Benjamin Wittes, editor-in-chief of Brookings’ Lawfare blog, and colleague Stephanie Leutert tried to edit the Wikipedia page for “Lawfare”:
Rather to our surprise, our edits were almost immediately undone; the material we added was, literally within minutes, removed. The reason? The disreputable nature of blogs. Wikipedia is, as we shall explain, somewhat inconsistent on this point, but as to the word “lawfare,” it enforced its no-personal-blog rule with a brutal kind of rigor. The consequences are bizarre: As a result of this rule, Wikipedia denies its readers access to the thoughts of an active-duty brigadier general who currently serves as chief prosecutor of the U.S. military commissions, as well as those of a Harvard Law School professor who happens to be among the world’s most renowned national security law scholars. …
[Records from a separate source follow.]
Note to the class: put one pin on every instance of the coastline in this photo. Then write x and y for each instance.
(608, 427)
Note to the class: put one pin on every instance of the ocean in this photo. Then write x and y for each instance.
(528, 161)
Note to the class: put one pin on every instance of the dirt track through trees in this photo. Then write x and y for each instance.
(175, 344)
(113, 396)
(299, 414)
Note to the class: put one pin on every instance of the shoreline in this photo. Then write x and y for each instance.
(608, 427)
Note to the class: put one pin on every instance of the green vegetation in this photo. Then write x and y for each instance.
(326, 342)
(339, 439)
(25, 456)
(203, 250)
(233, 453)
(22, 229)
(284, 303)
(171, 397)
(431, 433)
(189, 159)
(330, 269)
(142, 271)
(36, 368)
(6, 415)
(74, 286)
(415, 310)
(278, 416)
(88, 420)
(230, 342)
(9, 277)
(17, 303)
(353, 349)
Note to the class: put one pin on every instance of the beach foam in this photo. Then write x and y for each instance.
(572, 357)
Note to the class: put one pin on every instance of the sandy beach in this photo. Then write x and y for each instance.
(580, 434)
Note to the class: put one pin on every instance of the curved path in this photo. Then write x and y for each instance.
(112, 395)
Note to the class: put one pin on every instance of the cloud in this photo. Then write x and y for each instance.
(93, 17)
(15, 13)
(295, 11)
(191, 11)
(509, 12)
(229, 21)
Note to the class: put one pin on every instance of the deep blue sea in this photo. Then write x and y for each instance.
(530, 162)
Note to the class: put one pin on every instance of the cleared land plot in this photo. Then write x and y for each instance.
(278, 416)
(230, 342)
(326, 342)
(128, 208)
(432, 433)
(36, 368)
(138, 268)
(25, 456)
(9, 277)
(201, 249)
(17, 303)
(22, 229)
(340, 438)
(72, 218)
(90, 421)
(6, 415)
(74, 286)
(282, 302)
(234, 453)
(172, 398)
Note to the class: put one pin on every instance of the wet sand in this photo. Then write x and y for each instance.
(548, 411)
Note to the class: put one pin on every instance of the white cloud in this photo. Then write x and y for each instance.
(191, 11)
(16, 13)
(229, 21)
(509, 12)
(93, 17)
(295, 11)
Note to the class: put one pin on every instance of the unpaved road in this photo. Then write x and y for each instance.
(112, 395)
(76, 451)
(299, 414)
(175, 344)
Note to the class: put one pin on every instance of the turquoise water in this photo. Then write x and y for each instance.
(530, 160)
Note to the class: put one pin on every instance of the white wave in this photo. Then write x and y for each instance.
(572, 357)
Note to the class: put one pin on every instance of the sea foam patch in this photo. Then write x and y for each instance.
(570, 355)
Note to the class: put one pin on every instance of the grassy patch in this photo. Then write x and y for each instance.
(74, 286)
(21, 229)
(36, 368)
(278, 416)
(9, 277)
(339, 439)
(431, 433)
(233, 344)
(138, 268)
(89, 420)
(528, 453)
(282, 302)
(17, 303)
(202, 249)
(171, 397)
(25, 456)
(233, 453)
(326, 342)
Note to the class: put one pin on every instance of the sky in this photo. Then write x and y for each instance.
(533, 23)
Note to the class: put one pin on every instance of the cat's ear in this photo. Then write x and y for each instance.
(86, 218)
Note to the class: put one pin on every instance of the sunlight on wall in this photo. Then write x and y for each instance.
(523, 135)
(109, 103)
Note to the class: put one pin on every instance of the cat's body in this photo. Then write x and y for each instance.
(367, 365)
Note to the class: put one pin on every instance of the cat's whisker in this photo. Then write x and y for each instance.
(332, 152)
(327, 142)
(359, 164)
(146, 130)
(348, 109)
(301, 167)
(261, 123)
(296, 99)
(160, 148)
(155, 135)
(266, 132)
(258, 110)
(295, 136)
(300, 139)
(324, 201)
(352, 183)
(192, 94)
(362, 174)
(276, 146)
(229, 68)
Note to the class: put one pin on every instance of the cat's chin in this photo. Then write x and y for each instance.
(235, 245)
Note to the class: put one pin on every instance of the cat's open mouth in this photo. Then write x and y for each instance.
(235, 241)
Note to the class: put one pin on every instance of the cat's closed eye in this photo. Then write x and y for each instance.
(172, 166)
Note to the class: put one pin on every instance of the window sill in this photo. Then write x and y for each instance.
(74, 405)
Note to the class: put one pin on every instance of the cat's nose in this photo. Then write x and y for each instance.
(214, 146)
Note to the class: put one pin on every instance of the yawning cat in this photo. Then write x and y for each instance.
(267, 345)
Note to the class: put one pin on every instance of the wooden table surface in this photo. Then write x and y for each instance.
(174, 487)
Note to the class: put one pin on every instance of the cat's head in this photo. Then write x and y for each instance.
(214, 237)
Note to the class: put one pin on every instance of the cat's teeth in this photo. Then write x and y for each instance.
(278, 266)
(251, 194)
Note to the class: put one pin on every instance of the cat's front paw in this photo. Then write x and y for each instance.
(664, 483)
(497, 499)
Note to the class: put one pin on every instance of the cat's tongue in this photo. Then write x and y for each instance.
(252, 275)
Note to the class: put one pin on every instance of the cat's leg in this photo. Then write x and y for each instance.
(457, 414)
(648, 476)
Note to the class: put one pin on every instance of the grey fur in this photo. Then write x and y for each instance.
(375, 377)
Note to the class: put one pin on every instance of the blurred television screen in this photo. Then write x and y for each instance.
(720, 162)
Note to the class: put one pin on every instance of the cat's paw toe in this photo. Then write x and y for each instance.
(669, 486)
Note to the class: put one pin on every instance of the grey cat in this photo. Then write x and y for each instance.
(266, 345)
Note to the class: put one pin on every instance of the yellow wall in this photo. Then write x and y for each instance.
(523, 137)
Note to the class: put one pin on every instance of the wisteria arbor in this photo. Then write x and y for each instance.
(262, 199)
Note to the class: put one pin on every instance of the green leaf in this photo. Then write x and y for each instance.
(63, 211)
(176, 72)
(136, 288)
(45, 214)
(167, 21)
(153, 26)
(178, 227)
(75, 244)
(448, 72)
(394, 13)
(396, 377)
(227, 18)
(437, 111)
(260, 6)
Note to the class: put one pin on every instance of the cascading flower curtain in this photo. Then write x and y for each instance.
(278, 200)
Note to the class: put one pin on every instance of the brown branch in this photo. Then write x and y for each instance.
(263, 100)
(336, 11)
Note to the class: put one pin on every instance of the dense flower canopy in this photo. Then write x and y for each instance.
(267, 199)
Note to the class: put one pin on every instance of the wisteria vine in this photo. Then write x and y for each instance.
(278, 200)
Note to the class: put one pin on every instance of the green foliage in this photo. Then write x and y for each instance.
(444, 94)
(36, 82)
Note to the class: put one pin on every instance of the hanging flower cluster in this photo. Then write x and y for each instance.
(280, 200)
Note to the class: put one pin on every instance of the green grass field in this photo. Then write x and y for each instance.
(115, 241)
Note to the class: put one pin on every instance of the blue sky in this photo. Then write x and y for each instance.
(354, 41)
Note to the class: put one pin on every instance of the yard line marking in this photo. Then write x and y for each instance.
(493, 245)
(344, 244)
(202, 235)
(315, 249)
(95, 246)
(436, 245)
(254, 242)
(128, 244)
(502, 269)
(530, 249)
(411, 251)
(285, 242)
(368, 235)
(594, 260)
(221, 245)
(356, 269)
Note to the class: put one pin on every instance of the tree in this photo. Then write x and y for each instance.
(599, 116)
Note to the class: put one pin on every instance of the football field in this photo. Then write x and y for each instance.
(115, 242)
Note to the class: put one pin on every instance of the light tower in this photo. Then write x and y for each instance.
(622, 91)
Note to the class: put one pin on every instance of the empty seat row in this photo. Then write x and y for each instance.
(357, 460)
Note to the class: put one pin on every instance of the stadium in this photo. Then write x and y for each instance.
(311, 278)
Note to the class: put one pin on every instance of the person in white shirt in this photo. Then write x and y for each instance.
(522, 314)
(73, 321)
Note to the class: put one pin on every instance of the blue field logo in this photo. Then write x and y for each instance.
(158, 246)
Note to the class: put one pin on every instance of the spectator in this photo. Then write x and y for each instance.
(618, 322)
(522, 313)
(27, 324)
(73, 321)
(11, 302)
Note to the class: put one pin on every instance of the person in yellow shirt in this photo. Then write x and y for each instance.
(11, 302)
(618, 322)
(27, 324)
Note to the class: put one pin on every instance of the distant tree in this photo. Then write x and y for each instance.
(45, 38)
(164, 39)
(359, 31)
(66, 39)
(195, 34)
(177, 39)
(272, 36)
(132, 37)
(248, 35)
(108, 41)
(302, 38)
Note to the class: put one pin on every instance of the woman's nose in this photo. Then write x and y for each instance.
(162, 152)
There is an almost comic irony here: Wikipedia, an experiment in new media that has succeeded beyond anyone’s imagination, is so prejudiced against new media that it cannot see value in an active duty military officer’s blogging from Afghanistan. The site’s greatest strength—its ability to flexibly construct knowledge as events occur and new sources emerge—is ultimately undermined by its inability to provide clear and flexible guidelines that allow common-sense source judgments.